La extremización del vestuario seguramente es producto de la forma en que consumimos los medios hoy en día. La audiencia que mira la alfombra roja supera cada vez más a la que sintoniza las ceremonias reales. El compromiso se ha desplazado a TikTok y otras esferas centradas en memes. Los eventos globales ahora se reducen a pequeños momentos virales y el glamour clásico del viejo mundo no puede competir con las crestas de gallo, las borlas de los pezones, los bufones arlequines y los leotardos.

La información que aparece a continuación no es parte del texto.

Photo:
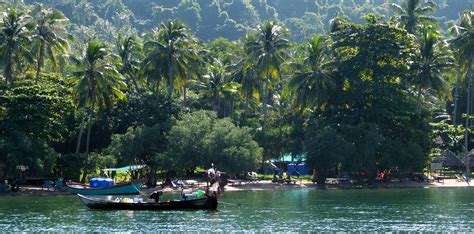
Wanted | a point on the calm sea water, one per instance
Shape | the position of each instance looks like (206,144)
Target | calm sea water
(441,209)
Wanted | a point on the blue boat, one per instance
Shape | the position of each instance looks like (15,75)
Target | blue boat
(119,189)
(105,186)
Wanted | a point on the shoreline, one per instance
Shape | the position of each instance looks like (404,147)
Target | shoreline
(265,185)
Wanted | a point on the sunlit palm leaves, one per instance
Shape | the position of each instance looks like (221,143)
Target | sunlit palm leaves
(14,39)
(129,50)
(413,13)
(431,63)
(97,81)
(218,88)
(311,86)
(168,52)
(49,37)
(267,48)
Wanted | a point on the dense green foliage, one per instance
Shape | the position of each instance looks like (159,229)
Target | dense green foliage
(91,84)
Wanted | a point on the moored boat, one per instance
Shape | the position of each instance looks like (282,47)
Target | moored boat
(118,189)
(204,203)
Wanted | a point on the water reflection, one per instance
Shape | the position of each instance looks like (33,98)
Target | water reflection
(267,211)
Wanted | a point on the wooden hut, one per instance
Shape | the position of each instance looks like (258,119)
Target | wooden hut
(449,159)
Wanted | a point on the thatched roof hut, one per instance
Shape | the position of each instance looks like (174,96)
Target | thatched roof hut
(471,158)
(449,159)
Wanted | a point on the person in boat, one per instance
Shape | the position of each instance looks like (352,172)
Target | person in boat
(155,197)
(103,175)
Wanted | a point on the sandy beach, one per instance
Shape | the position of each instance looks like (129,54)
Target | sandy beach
(263,185)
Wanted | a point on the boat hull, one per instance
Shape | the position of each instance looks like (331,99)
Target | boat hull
(207,203)
(124,189)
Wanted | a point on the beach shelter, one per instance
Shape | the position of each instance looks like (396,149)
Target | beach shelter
(448,159)
(471,158)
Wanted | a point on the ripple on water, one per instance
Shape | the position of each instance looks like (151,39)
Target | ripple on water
(279,211)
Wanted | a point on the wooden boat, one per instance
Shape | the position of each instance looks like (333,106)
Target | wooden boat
(119,189)
(204,203)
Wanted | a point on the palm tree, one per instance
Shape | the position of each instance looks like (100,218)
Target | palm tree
(97,81)
(312,85)
(218,88)
(48,37)
(168,52)
(430,65)
(268,50)
(413,13)
(464,48)
(14,40)
(129,50)
(244,72)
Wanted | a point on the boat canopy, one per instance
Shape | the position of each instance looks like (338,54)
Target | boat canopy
(127,168)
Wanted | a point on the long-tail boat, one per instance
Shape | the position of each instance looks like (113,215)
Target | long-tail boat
(132,187)
(204,203)
(119,189)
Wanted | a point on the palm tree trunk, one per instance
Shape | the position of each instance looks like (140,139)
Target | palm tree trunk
(456,95)
(170,78)
(91,113)
(418,102)
(8,70)
(40,63)
(184,94)
(468,117)
(81,131)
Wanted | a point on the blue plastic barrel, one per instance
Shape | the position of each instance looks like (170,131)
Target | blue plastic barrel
(94,183)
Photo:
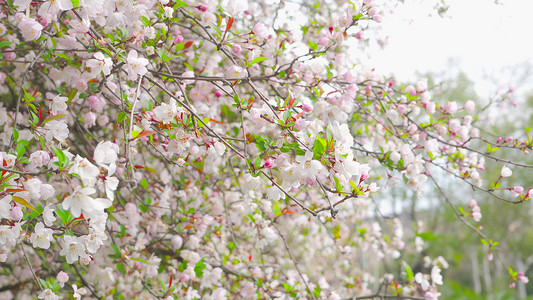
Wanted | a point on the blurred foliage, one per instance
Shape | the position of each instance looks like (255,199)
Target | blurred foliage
(470,275)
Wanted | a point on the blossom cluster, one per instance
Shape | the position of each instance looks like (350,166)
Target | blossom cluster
(187,150)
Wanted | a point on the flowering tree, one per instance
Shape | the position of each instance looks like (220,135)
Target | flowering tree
(187,150)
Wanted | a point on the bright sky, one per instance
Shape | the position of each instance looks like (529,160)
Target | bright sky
(482,37)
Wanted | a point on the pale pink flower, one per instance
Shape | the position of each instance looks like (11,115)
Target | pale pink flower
(73,249)
(99,64)
(136,65)
(506,172)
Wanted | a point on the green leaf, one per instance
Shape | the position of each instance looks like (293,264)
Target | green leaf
(231,246)
(71,95)
(319,147)
(180,3)
(116,250)
(257,60)
(4,44)
(121,117)
(408,272)
(121,268)
(144,183)
(188,66)
(23,202)
(313,45)
(257,163)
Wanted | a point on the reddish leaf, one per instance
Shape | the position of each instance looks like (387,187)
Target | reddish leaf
(188,44)
(22,201)
(230,23)
(14,190)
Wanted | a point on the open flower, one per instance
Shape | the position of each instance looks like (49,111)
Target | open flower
(136,65)
(41,237)
(99,64)
(73,249)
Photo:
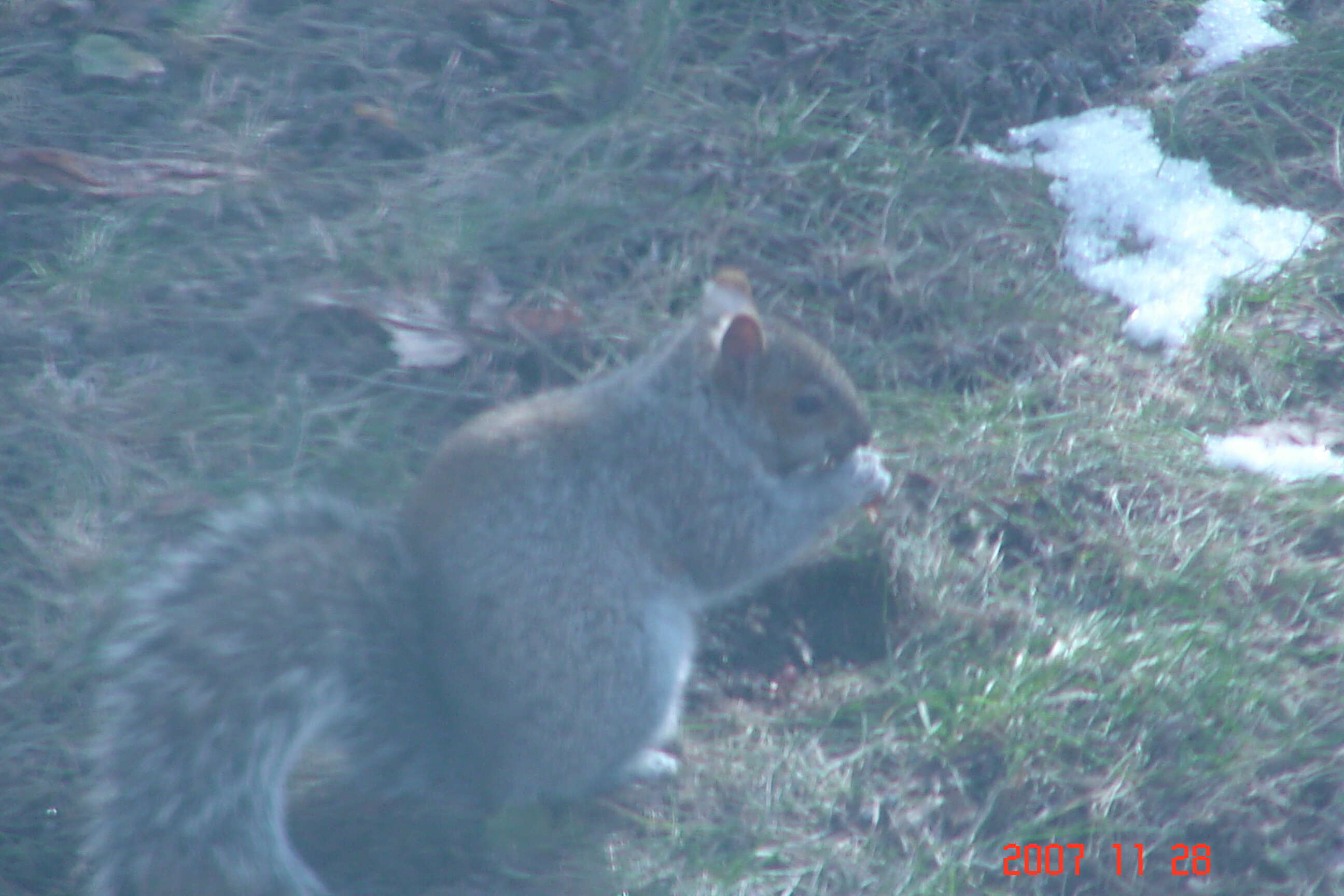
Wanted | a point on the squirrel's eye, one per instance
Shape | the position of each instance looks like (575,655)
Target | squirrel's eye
(808,405)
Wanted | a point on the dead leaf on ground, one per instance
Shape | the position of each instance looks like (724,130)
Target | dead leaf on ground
(492,311)
(423,336)
(101,55)
(115,178)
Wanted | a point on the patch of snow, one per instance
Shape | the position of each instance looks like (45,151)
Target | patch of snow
(1154,231)
(1158,233)
(1229,30)
(1283,461)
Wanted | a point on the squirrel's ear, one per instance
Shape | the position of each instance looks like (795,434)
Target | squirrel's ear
(736,331)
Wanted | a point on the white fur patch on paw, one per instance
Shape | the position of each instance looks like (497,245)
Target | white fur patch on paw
(651,765)
(874,477)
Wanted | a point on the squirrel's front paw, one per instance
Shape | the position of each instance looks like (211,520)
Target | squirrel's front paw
(871,480)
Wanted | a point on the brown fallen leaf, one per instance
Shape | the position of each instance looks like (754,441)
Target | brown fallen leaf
(423,336)
(100,176)
(494,312)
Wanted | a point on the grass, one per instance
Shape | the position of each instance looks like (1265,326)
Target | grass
(1090,635)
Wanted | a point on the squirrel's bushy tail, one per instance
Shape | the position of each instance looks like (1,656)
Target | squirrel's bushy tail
(217,674)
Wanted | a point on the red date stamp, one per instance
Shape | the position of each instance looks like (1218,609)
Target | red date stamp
(1062,859)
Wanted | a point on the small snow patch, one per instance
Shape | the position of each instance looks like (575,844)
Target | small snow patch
(1227,30)
(1285,463)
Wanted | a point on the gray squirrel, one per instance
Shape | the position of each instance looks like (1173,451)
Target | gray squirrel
(523,631)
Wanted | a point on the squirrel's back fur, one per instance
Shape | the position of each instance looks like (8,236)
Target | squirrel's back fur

Algunos podrían culpar a los estilistas y los contratos de marca que ahora dominan la industria. Érase una vez que Sharon Stone podía ponerse una camiseta y un blazer de Gap para los Oscar y lucir bella y auténtica. Ahora, las celebrities están rodeadas de un ejército de estilistas y asesores que gestionan cada look. La diseñadora Julie de Libran estuvo a cargo de vestir a las celebridades en Prada y luego en Louis Vuitton al principio de su carrera. En aquellos días, dice, vestir a alguien era un proceso más orgánico: los actores a menudo tenían una relación personal con el diseñador y, en ese entonces, muy pocos cobraban. Hoy en día, vestirse para la alfombra roja se ha convertido en un negocio de miles de millones de dólares en el que los atuendos y las joyas se combinan invariablemente con grandes acuerdos contractuales. Los actores se han convertido en un maniquí para los intereses en competencia y en un tablero sándwich para las marcas.
Pero esa no es la única explicación de “por qué no hay estilo ni gusto en la alfombra roja”, como explica Elizabeth Saltzman. La ex directora de moda y estilista de Vanity Fair viste a Gwyneth Paltrow, Saoirse Ronan y Jodie Comer, y culpa a la escasez de ropa y a la cultura de influencers en constante auge como parte de la culpa. Donde antes el circuito de la alfombra roja consistía en solo unas pocas docenas de momentos clave, los eventos se han multiplicado en los últimos años: los estrenos de películas ahora requieren despliegues globales en varias ciudades durante meses y el maratón social de la temporada de premios requiere que un actor use docenas de looks diferentes. . Agregue a eso la necesidad de verse exclusivo y hay un límite para los vestidos que circulan. “Hay muy poca ropa”, insiste Saltzman, “especialmente si no quieres que te hagan algo a medida”. El diseño a medida puede ser una buena solución, pero va en contra de las tendencias actuales. Dice Saltzman: “Lo hecho a la medida no es compatible con el medio ambiente ni con la marca”.
Como tal, Saltzman evoca una imagen divertida de actores obligados a hurgar en el cesto de basura. Atrapados entre el horror de usar algo poco original o andar desnudos, uno los imagina obligados a usar el único disfraz de Fraggle que les sobra. Quizás, en el futuro, veamos a más actores como Cate Blanchett, quien para los Baftas actualizó un viejo vestido de Margiela con el agregado de unas extraordinarias perlas de Louis Vuitton. La Princesa de Gales también debe ser elogiada por al menos intentar reciclar algo que había usado antes.
Y hay otra solución, que podría resolver dos problemas de un solo golpe. en lugar de vestir como un muppet, ¿por qué no firmar un acuerdo exclusivo con el taller de Jim Henson y usar el verdadero trato?